3. L’urgence justifie la suspension de l’exécution d’un acte administratif lorsque celui-ci porte atteinte de manière suffisamment grave et immédiate à un intérêt public, à la situation du requérant ou aux intérêts qu’il entend défendre. Il appartient au juge des référés d’apprécier concrètement, compte tenu des justifications fournies par le requérant, si les effets de l’acte contesté sont de nature à caractériser une urgence justifiant que, sans attendre le jugement de la requête au fond, l’exécution de la décision soit suspendue. L’urgence doit être appréciée objectivement et compte tenu de l’ensemble des circonstances de l’affaire.

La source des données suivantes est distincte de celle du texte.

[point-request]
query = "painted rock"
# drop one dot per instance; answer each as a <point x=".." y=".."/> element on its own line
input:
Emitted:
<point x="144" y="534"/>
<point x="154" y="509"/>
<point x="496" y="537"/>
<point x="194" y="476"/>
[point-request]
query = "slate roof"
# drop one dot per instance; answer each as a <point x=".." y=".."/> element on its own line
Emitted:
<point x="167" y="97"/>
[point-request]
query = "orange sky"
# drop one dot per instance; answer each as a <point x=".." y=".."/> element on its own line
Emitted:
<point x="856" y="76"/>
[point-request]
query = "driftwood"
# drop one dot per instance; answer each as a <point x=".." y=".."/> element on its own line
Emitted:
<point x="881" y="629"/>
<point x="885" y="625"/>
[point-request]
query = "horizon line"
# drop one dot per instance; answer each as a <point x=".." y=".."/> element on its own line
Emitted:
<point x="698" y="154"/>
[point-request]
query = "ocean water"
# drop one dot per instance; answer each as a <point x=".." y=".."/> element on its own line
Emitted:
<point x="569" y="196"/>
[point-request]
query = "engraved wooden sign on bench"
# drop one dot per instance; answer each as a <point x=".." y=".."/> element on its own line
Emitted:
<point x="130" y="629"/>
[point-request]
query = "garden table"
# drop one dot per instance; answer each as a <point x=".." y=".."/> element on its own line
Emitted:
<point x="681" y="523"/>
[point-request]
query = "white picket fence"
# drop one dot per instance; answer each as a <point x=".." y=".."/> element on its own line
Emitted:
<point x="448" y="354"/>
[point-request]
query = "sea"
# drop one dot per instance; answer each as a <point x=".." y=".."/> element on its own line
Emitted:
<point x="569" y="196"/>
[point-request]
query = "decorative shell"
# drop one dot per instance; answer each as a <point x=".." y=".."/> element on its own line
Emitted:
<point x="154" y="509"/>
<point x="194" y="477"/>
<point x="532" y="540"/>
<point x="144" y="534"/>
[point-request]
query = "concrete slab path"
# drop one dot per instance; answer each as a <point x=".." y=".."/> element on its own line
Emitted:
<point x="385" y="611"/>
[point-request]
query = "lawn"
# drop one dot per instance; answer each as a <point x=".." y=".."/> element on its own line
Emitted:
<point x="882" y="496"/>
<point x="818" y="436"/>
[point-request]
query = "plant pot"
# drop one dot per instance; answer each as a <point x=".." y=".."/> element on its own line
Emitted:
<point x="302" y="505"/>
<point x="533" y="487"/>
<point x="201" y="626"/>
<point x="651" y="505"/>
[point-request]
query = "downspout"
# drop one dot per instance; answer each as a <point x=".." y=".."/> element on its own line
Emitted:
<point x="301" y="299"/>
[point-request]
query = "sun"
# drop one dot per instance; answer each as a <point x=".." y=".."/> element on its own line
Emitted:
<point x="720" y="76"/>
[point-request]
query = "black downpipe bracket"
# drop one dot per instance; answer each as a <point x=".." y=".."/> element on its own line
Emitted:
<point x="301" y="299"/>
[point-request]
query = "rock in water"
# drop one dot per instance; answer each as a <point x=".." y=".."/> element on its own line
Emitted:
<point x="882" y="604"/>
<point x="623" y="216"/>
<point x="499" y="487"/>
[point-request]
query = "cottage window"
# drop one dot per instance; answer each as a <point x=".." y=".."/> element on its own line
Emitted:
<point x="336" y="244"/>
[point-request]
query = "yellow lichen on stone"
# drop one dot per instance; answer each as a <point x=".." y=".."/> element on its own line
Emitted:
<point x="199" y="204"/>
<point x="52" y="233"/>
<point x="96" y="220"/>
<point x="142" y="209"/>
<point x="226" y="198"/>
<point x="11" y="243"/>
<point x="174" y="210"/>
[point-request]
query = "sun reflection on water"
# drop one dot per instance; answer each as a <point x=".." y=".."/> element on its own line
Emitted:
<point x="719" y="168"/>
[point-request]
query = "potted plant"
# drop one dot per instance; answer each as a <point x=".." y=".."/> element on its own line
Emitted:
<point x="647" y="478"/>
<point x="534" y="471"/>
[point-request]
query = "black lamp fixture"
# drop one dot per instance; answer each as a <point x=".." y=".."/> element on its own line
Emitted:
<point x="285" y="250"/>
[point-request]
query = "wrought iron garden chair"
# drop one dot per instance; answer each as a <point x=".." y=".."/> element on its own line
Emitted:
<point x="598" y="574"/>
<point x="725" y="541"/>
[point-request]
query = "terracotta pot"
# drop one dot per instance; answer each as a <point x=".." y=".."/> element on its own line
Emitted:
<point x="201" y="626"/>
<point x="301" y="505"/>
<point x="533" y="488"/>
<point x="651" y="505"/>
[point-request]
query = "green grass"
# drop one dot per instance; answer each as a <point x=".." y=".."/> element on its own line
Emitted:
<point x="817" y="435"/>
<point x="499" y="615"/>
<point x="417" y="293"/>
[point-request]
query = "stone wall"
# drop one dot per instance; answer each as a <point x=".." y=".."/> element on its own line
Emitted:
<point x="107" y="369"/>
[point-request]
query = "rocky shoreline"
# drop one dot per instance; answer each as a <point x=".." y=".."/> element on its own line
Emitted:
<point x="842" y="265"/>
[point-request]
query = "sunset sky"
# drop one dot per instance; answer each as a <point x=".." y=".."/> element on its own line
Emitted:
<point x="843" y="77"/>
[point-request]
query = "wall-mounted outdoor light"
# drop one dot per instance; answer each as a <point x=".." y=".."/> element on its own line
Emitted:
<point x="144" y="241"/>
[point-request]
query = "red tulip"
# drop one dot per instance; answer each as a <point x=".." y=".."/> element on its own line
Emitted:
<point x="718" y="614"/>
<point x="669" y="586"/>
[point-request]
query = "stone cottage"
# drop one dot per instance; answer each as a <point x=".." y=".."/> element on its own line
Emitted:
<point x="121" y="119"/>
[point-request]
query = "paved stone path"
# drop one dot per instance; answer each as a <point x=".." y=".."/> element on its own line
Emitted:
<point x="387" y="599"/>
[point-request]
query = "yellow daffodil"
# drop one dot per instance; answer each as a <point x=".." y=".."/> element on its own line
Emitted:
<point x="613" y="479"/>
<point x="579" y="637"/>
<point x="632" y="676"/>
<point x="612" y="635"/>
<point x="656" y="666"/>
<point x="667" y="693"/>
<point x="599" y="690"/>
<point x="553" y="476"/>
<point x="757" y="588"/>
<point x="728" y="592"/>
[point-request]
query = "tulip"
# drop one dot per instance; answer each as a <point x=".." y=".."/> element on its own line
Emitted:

4. Pour justifier de l’urgence de sa demande, l’ASP met en avant l’imminence de la mise en place, sur les voies du Parc de Maisons-Laffitte dont elle est propriétaire, d’un stationnement sur des places marquées en lieux et place du stationnement alterné en vigueur, la réalisation des travaux de marquage étant annoncée pour les 27 et 28 mai 2025, et fait valoir que les décisions en litige sont de nature à porter une atteinte grave et immédiate aux intérêts publics, rappelés au point 1, qu’elle a pour mission de défendre et à sa situation. Elle se borne toutefois, pour caractériser une telle atteinte, à soutenir que la pose de marquages et de panneaux de signalisation aura pour effet une dégradation du caractère agreste du Parc de Maisons-Laffitte dont les voies sont inscrites à l’inventaire des sites du département des Yvelines, alors au demeurant qu’une telle atteinte, à la supposer avérée, ne présente pas un caractère irréversible, et à alléguer que la mise en place d’un stationnement sur des places marquées aura pour effet de rendre plus difficile l’exercice de ses missions, en particulier l’entretien et l’embellissement des voies par ses services, ainsi que l’identification des voitures ventouses. Les éléments ainsi mis en avant par l’ASP ne sont toutefois pas de nature à caractériser une situation d’urgence justifiant que, sans attendre le jugement de la requête au fond, l’exécution des décisions contestées prises par le maire pour des motifs tenant à la sécurité publique, soit suspendue. Par suite, la condition d’urgence de l’article L. 521-1 du code de justice administrative ne peut être regardée comme remplie.
5. Il résulte de ce qui précède qu’il y a lieu de rejeter la requête de l’ASP en toutes ses conclusions, selon la procédure prévue par l’article L. 522-3 du code de justice administrative.
O R D O N N E :
Article 1er : La requête de l’association syndicale autorisée du Parc de Maisons-Laffitte est rejetée.
Article 2 : La présente ordonnance sera notifiée à l’association syndicale autorisée du Parc de Maisons-Laffitte.
Copie en sera transmise, pour information, à la commune de Maisons-Laffitte.
Fait à Versailles, le 28 mai 2025.
La juge des référés,
signé
N. Ribeiro-Mengoli
La République mande et ordonne au préfet des Yvelines en ce qui le concerne ou à tous commissaires de justice à ce requis en ce qui concerne les voies de droit commun contre les parties privées, de pourvoir à l’exécution de la présente décision.